Die deutsche Kolonialgeschichte hat in der Erinnerungskultur der Bundesrepublik Deutschland lange Zeit kaum eine Rolle gespielt. Nicht nur nahm sich der überseeische Besitz des Deutschen Reichs im Vergleich zu dem imperialer Großmächte wie Großbritannien und Frankreich um einiges bescheidener aus und ging mit dem Vertrag von Versailles am Ende des Ersten Weltkriegs schon nach rund 35 Jahren verloren.
Vor allem aber hat Deutschland mit dem Völkermord an den europäischen Juden ein Verbrechen singulär monströsen Ausmaßes begangen, neben dem sich koloniale Schuldzusammenhänge wie Peanuts auszunehmen scheinen, auch wenn man beides nicht gegeneinander aufrechnen kann.
Nach langen Jahren des Verleugnens und Abwiegelns wurde so die Aufarbeitung der nationalsozialistischen Gewaltherrschaft und das inzwischen weitgehend konsequenzlose Bekenntnis zur historischen Schuld und Verantwortung für diese Geschichte zum erinnerungspolitischen Kern des bundesrepublikanischen Selbstverständnisses, in dessen Schatten nur wenig Platz blieb für andere Unrechtserfahrungen.
Dass die deutsche koloniale und imperiale Geschichte seit einiger Zeit sichtbarer wird, verdankt sich nicht nur beharrlicher historischer Forschung und aktivistischen Initiativen von unten nebst den von ihnen angezettelten Debatten.
Sei es der Kampf um die Anerkennung des Völkermords an den Herero und Nama im heutigen Namibia, die Auseinandersetzung um die Auslöschung kolonialherrlicher Straßennamen oder die Debatten um das Humboldt Forum, dieses bemerkenswert missratene museale nationale Sinnstiftungsprojekt auf dem materiellen Rücken kolonialer Raubkunst und anders erworbener ethnografischer Artefakte – der Streit um koloniale und imperiale Machtzusammenhänge, transnationale Verstrickungen und postkoloniale Erblasten wird im öffentlichen Geschichtsdiskurs vernehmbarer.
Vielheit an Vergangenheiten
Doch auch die Gegenwart drückt auf unser historisches Selbstverständnis. Seit dem Jahr 2000 besitzen hier endlich auch Menschen mit Einwanderungsgeschichte Anspruch auf deutsche Staatsbürgerschaft und -rechte. Mit diesen Menschen, genauso wie mit denen, die hier Zuflucht suchen, wandert eine, die Republik in globale Konflikte verstrickende Vielheit an Vergangenheiten ein, die ebenfalls Berücksichtigung und Anerkennung in dem finden muss, was sich als erinnerungspolitischer Kitt dieser Gesellschaft bezeichnen ließe (im Sinne eines Streitraums unter Gleichberechtigten).

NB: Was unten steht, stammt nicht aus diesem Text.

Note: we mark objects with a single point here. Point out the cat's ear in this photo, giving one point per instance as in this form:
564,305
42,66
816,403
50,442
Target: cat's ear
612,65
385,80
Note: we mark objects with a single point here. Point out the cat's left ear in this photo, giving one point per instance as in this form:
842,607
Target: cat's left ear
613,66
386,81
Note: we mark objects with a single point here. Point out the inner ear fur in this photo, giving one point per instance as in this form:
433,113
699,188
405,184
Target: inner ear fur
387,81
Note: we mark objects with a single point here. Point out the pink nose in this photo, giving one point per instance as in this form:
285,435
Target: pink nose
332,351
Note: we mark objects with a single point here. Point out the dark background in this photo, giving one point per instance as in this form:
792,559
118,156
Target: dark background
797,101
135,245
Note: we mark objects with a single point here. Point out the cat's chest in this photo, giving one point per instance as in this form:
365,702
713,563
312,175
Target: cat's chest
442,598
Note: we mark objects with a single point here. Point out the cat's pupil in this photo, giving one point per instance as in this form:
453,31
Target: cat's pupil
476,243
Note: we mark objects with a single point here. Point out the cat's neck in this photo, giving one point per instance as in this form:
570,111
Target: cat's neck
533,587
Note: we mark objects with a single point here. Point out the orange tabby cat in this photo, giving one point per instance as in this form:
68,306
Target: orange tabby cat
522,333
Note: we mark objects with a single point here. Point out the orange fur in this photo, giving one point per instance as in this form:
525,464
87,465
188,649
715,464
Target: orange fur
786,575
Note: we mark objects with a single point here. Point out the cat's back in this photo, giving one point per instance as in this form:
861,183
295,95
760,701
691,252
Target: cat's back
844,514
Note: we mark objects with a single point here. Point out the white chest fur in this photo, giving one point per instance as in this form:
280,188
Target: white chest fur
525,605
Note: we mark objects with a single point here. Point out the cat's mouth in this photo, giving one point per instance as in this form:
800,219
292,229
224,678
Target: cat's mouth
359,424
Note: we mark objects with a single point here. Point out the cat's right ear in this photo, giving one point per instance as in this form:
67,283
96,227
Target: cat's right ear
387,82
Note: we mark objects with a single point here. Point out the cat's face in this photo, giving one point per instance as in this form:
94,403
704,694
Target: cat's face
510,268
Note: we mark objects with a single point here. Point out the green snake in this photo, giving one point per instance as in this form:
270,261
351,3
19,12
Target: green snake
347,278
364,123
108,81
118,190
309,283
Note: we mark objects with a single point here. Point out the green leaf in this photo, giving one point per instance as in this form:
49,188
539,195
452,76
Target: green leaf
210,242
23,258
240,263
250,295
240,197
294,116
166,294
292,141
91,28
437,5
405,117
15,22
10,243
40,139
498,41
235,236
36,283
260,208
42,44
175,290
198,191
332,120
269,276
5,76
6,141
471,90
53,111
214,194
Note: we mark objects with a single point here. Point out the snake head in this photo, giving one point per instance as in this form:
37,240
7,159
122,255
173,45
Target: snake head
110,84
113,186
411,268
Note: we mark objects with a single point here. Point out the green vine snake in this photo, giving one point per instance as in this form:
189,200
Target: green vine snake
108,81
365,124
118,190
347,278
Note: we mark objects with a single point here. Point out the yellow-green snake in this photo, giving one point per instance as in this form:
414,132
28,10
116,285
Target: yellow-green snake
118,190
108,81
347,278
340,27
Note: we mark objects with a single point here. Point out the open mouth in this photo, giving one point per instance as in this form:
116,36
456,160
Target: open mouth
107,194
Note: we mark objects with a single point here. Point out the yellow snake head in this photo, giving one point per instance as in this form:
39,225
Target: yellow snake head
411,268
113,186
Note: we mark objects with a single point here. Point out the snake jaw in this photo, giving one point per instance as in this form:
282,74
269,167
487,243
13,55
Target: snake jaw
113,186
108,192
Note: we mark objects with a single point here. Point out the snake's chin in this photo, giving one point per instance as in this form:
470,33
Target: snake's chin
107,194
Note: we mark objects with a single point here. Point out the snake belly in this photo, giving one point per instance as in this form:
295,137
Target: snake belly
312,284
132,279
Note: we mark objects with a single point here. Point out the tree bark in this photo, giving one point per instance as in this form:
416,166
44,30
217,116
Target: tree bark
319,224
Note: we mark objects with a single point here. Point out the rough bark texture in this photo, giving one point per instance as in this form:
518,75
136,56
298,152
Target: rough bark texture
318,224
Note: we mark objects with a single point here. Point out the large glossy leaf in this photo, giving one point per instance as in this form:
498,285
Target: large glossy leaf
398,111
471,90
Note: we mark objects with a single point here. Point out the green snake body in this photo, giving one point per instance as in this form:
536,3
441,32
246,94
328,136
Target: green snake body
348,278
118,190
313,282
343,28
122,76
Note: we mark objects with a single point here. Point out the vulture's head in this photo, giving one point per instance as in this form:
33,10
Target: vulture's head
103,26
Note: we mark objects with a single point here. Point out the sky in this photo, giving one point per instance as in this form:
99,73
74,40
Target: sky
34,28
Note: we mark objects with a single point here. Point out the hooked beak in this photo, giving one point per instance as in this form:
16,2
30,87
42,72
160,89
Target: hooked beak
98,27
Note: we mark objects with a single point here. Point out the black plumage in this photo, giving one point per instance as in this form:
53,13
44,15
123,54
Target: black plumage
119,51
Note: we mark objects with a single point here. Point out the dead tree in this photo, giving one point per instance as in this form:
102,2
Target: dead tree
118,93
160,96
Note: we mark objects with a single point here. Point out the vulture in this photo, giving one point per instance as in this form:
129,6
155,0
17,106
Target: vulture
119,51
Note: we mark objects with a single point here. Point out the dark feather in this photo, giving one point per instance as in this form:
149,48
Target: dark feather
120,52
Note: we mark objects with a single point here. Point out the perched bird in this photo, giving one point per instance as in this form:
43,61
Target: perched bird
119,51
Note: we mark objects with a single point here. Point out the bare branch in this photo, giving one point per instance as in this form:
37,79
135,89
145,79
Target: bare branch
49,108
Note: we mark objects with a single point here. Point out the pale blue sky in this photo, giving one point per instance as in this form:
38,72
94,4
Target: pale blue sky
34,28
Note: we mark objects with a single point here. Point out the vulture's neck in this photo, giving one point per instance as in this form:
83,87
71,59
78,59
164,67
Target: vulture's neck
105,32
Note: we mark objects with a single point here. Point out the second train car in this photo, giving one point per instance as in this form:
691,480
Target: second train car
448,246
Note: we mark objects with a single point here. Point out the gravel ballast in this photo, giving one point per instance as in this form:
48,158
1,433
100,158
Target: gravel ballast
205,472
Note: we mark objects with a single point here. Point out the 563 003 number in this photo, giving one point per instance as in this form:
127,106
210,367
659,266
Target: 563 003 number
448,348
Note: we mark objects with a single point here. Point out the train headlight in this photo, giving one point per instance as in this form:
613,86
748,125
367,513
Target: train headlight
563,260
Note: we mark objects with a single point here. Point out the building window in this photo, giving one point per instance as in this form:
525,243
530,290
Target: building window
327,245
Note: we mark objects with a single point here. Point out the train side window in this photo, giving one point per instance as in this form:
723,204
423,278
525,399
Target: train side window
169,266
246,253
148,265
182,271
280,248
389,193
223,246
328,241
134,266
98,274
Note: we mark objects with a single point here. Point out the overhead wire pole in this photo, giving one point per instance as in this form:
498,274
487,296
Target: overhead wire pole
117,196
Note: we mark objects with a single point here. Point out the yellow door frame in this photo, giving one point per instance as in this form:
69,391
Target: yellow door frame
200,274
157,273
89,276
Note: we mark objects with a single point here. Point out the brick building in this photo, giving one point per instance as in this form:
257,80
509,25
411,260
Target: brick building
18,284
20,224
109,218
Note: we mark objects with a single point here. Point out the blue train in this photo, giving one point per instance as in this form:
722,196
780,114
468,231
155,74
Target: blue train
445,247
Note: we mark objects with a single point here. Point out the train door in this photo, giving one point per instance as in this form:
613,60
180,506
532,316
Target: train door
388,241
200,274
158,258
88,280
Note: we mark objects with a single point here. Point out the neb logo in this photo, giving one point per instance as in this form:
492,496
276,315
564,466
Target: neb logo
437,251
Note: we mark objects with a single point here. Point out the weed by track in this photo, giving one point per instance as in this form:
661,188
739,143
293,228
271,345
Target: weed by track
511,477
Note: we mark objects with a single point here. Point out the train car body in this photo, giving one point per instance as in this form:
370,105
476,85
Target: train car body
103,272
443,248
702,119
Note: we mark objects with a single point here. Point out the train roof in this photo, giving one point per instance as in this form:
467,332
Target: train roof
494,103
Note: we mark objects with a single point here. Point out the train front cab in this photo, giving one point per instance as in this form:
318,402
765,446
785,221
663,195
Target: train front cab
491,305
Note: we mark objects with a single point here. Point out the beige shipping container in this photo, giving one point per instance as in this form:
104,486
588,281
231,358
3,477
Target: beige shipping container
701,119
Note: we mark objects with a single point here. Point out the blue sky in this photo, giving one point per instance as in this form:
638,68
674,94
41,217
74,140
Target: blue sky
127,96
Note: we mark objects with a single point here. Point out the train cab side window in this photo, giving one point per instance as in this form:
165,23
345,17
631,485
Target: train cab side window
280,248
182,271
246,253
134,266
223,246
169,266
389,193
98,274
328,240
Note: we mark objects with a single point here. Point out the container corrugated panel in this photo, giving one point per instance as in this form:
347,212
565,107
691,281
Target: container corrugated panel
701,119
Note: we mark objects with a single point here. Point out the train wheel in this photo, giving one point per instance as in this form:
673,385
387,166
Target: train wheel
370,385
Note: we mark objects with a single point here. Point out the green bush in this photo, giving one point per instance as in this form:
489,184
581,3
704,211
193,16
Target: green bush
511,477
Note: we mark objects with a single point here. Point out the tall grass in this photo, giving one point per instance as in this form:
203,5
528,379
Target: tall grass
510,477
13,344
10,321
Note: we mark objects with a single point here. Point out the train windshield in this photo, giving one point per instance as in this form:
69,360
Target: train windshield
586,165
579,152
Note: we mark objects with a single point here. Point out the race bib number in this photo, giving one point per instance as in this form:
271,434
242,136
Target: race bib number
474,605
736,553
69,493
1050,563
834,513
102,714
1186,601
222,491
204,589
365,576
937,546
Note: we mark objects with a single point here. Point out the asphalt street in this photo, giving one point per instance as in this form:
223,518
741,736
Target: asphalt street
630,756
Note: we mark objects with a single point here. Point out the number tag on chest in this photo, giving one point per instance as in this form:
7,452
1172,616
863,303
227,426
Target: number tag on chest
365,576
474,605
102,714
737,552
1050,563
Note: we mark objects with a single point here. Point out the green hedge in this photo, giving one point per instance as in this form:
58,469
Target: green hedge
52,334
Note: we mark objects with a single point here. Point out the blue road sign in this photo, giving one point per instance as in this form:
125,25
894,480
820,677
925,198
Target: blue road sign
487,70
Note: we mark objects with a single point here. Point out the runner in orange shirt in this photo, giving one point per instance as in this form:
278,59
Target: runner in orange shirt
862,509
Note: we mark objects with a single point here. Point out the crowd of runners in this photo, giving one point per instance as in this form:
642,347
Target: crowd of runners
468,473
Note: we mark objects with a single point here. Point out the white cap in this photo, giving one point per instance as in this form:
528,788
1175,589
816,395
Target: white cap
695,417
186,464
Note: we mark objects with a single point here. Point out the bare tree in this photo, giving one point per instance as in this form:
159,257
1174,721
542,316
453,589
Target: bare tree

Was bedeutet das Lautwerden dieser (post)kolonialen Stimmen der Vergangenheit und Gegenwart? Wie muss ein Geschichtsbewusstsein beschaffen sein, in dem beide Stimmen Gehör finden? Aber auch: Was ist das spezifisch Deutsche des deutschen Kolonialismus und Imperialismus, wo sind wir überall gewesen, was haben wir dort im rassistischen Missionierungs- und Gewaltsinne angerichtet? Wie spiegelt sich dies in der bundesrepublikanischen Einwanderungsgeschichte der Gegenwart?
Aber auch: Was wird aus der Aufarbeitung des und Erinnerung an den Holocaust, wenn wir, wie schon Hannah Arendt 1951, seine Elemente und Ursprünge auch im imperialen Zeitalter und Bewusstsein verorten? Was, wenn wir den pangermanisch imprägnierten deutschen „Drang nach Osten/Lebensraum“ als großes koloniales und imperiales Projekt Deutschlands benennen und dafür im Jetzt Verantwortung übernehmen?
Anachronistische moralische Empörung
Es sind solche großen Themen, die der Journalist, Migrations- und Rassismusforscher Mark Terkessidis in seinem neuen Buch, „Wessen Erinnerung zählt? Koloniale Vergangenheit und Rassismus heute“ auszuloten versucht. Als Historikerin würde man sich zwar mehr analytische Kühle und weniger anachronistische moralische Empörung wünschen.
Dennoch: Terkessidis ist ein streitbarer Denkanstoß gelungen, der zeigt, wie dringend es im Angesicht unserer Aktualität ist, dass wir endlich eine ernsthafte Debatte über die Frage führen, wie das historische Gedächtnis einer Gesellschaft beschaffen sein muss, die ihren Migrationshintergrund als Vordergrund anerkennt.